I’ve been guilty of terrible prompts in the past, but I no longer worry about reading the drivel that inspired the “If Everyone…” joke. I strive to create assignments with enough room for students to pursue passion projects and try to build my classes around the ideas embraced by genius hour and project-based learning. It isn’t always easy, but then most things worthwhile aren’t easy. I’m still trying to find a way to truly implement project-based or service learning while also giving students room to pursue their passions and interests. Maybe it is too much to ask for in one 16 week class but I’m not ready to give up just yet. This semester I taught a first year seminar, From the Walking Dead to Superheroes: Exploring human challenges through comics, and I admit that not all the papers I am in the midst of grading are well written, but at least they are interesting ideas. The execution isn’t always what I had hoped, or what the writer hoped either I suspect, but how many of you have gotten to read papers investigating feminism in comic books, the sanctity (or not) of life in manga, or why we need super heroes? Of course, my favorites are the ones exploring the deeper issues and themes inspired by our current obsession with zombies, but I am learning all sorts of things about comic books and the ideas, discussions, and debates they portray. Not everyone can teach class inspired by comic books (or can they?) but surely you can find a way to let some passion into your assignments? I always taught professional writing as a passion project. How do you make your students more passionate about your content?

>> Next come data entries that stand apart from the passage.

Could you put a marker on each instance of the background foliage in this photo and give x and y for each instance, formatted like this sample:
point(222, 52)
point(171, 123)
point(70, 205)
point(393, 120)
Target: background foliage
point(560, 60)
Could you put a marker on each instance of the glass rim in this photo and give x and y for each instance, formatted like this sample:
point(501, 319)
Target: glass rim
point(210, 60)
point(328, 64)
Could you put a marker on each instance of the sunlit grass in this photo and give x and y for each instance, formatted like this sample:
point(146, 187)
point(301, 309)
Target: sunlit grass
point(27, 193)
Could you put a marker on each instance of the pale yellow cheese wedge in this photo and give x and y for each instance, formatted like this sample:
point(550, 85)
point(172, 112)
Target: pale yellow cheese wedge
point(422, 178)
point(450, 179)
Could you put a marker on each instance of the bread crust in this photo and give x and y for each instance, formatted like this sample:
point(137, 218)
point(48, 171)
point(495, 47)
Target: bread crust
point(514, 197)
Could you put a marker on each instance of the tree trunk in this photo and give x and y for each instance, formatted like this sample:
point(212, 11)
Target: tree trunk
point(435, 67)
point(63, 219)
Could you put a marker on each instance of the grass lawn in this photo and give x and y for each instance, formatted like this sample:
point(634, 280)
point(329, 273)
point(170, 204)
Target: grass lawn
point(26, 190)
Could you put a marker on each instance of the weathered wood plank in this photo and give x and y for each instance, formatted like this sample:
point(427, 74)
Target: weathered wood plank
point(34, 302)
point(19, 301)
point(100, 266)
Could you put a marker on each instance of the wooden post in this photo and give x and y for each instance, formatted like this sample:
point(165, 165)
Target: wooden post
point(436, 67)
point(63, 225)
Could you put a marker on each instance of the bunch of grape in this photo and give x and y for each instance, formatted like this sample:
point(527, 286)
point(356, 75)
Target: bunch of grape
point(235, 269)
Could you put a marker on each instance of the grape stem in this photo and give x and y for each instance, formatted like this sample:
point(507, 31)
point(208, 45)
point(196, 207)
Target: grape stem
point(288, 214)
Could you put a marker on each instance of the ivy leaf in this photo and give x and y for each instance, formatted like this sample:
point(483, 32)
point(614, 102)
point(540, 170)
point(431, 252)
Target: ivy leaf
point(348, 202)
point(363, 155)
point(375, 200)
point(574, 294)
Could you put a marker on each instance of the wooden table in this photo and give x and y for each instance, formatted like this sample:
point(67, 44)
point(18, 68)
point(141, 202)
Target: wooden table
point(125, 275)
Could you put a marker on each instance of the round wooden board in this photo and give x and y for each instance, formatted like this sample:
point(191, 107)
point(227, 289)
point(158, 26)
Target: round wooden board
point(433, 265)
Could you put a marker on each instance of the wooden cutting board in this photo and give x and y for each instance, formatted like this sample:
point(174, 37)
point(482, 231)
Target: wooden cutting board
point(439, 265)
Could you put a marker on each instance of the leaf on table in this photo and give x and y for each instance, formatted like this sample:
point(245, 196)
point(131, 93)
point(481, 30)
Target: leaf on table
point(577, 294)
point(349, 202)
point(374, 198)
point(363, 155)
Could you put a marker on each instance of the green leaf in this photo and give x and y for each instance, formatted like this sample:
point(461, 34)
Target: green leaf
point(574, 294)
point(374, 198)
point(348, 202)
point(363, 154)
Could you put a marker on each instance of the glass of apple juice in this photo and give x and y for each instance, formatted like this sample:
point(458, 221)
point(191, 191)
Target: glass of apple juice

You might also find that such work solves another problem that far too many people worry about like a dog with a bone – plagiarism. I work with some people who worry obsessively about plagiarism. I suspect that you do too (work with people like that, I mean). These are the people lobbying to buy expensive plagiarism detection software. I do care about plagiarism, but I find that if students are writing about a topic that interests them, a topic they are passionate about, this tends not to be a problem. Perhaps it might also be the result of my use of low-stakes writing assignments to build toward that high-stakes paper, but I know my students’ voices and so I don’t need software to confirm if they are using words and ideas that are not their own. Either way, I believe passion projects can be a handy way to solve that problem, too. Maybe spend that software budget on publishing tools rather than plagiarism detection? I saw a wonderful Tweet regarding worries about students using their phones etc. to cheat: If they can Google the answer perhaps the problem is the question. I want to challenge my students to think, to pursue knowledge, and to share what they discover from this process. That is my passion project.
One of my goals for the coming semester is to work with some of my colleagues to craft better writing assignments as well as a better support structure around them. I believe strongly that some of terrible writing we see from our students is our own fault. What do you think?